= Howard Loxton =

British theatre critic and writer

Howard Loxton is a British theatre critic and writer. Loxton is currently a theatre critic for The British Theatre Guide.

Loxton was born in Birmingham, England, in 1934. He received an MA in modern drama.

Loxton previously worked as a stage and television actor and as stage manager of the English Opera Group. Loxton co-founded a journal about television, called Viewpoint, and worked as a freelance journalist, having interviews published in The Guardian and other media outlets. Loxton has also worked as an editor for publishers Paul Hamlyn and Jonathan Cape. He supervises the annual Theatre Book Prize for the Society for Theatre Research.

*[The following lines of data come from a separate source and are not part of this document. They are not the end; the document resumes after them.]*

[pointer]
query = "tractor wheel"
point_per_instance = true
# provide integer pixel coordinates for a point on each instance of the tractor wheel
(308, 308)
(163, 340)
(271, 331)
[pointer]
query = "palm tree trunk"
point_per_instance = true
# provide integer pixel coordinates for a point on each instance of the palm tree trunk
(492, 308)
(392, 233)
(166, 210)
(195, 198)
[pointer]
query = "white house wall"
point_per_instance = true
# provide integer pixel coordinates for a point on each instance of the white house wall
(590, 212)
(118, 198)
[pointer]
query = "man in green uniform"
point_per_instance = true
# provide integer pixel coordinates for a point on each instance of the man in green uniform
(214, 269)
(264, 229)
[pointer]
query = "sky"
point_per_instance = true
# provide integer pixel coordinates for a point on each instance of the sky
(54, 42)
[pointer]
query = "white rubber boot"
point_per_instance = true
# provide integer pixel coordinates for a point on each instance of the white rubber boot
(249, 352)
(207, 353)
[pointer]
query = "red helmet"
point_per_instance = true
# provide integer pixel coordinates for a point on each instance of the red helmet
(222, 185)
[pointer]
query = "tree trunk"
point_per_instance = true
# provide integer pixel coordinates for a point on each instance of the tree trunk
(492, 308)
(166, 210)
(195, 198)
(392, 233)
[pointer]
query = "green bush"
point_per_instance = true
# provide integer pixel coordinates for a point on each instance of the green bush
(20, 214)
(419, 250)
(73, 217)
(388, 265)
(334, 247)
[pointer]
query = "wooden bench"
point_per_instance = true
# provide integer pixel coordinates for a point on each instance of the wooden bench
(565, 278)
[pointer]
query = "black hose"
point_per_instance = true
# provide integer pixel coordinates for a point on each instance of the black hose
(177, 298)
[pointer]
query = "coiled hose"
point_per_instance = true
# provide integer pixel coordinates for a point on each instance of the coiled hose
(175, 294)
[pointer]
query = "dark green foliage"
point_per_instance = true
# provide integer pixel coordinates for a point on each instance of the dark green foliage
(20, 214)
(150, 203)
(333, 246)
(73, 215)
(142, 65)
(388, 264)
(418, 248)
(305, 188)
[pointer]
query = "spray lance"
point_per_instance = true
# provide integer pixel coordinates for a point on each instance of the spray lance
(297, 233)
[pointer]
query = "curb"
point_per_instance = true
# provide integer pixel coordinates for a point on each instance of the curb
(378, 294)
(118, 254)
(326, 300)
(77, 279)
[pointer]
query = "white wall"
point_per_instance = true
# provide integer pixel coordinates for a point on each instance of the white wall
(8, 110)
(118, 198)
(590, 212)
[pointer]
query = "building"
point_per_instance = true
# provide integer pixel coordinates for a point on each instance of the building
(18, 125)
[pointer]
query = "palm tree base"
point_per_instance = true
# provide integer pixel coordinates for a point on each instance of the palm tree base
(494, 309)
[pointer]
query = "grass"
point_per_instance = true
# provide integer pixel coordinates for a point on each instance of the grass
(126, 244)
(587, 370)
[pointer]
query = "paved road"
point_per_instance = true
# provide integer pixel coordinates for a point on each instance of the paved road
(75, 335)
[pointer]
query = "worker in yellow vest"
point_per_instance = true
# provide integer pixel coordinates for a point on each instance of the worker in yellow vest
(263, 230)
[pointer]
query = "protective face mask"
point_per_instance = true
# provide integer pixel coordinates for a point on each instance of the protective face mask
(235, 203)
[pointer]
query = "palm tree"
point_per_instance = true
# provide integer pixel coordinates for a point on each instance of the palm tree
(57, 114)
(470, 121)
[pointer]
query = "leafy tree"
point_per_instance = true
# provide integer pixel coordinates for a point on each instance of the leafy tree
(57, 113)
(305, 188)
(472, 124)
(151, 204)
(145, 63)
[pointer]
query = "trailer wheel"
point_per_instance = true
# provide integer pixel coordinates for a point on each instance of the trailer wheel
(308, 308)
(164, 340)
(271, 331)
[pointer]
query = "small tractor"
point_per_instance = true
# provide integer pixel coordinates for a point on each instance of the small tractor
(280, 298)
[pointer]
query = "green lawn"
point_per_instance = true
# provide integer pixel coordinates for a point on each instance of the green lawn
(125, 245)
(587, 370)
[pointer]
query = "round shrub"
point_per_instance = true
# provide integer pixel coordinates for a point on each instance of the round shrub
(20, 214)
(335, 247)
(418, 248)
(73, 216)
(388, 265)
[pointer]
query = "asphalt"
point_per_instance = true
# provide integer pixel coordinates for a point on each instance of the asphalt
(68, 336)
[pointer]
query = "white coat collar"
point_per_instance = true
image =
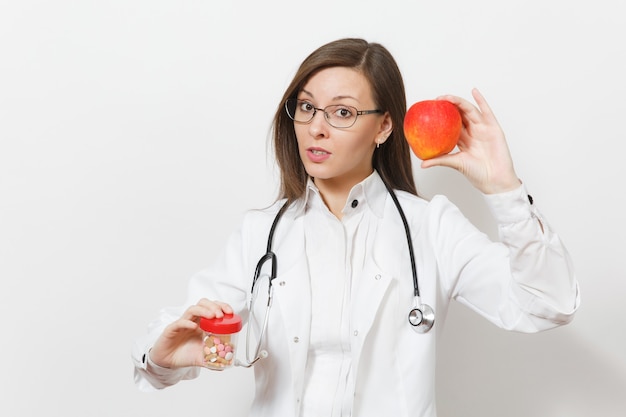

Loxton is the author of several books on theatre and history, including:
- Shakespeare Country 2000
- The Golden Age of the Circus 1997
- Theatre 1989
- Shakespeare's Theatre 1994
- The Murder of Thomas Becket 1971
- The Battle of Agincourt 1968
- Christmas 1992
- The Assassination of President Kennedy (with Michael Rand and Len Deighton) 1967
- Railways 1963
- Westminster Abbey (with Lawrence Edward Tanner and Nicholas H. MacMichael) 1971
- Mazes and Labyrinths (with Adrian Fisher) 2000
- Garden: Celebration 1991
- Encyclopedia of Saints 1996
- Pilgrimage to Canterbury 1978
- The Art of Angels 1995
- Secrets of the Maze: An Interactive Guide to the World's Most Amazing Mazes (with Adrian Fisher) 2008

Loxton has also authored books about dogs, birds, horses, and cats.
- The Beauty of Cats 1972
- Beautiful Cats 1980
- The Beauty of Big Cats 1973
- A Superguide to Cats 1989
- Guide to Cats of the World 1977
- Caring for Your Cat 1989
- The Cat Repair Handbook: the Practical Guide to Feline Health Care 1985
- Noble Cat: Aristocrat of the Animal World 2000
- Encyclopedia of the Cat (with Angela Rixon) 2002
- Guide to Cats of the World 1991
- In Search of Cats 1976
- Spotter's Guide to Cats 2001
- Cats and Kittens 1984
- Cats: An Exeter Leisure Guide 1981
- 99 Lives: Cats in History, Legend, and Literature 1999

Loxton's books have been translated into German, French, and Italian.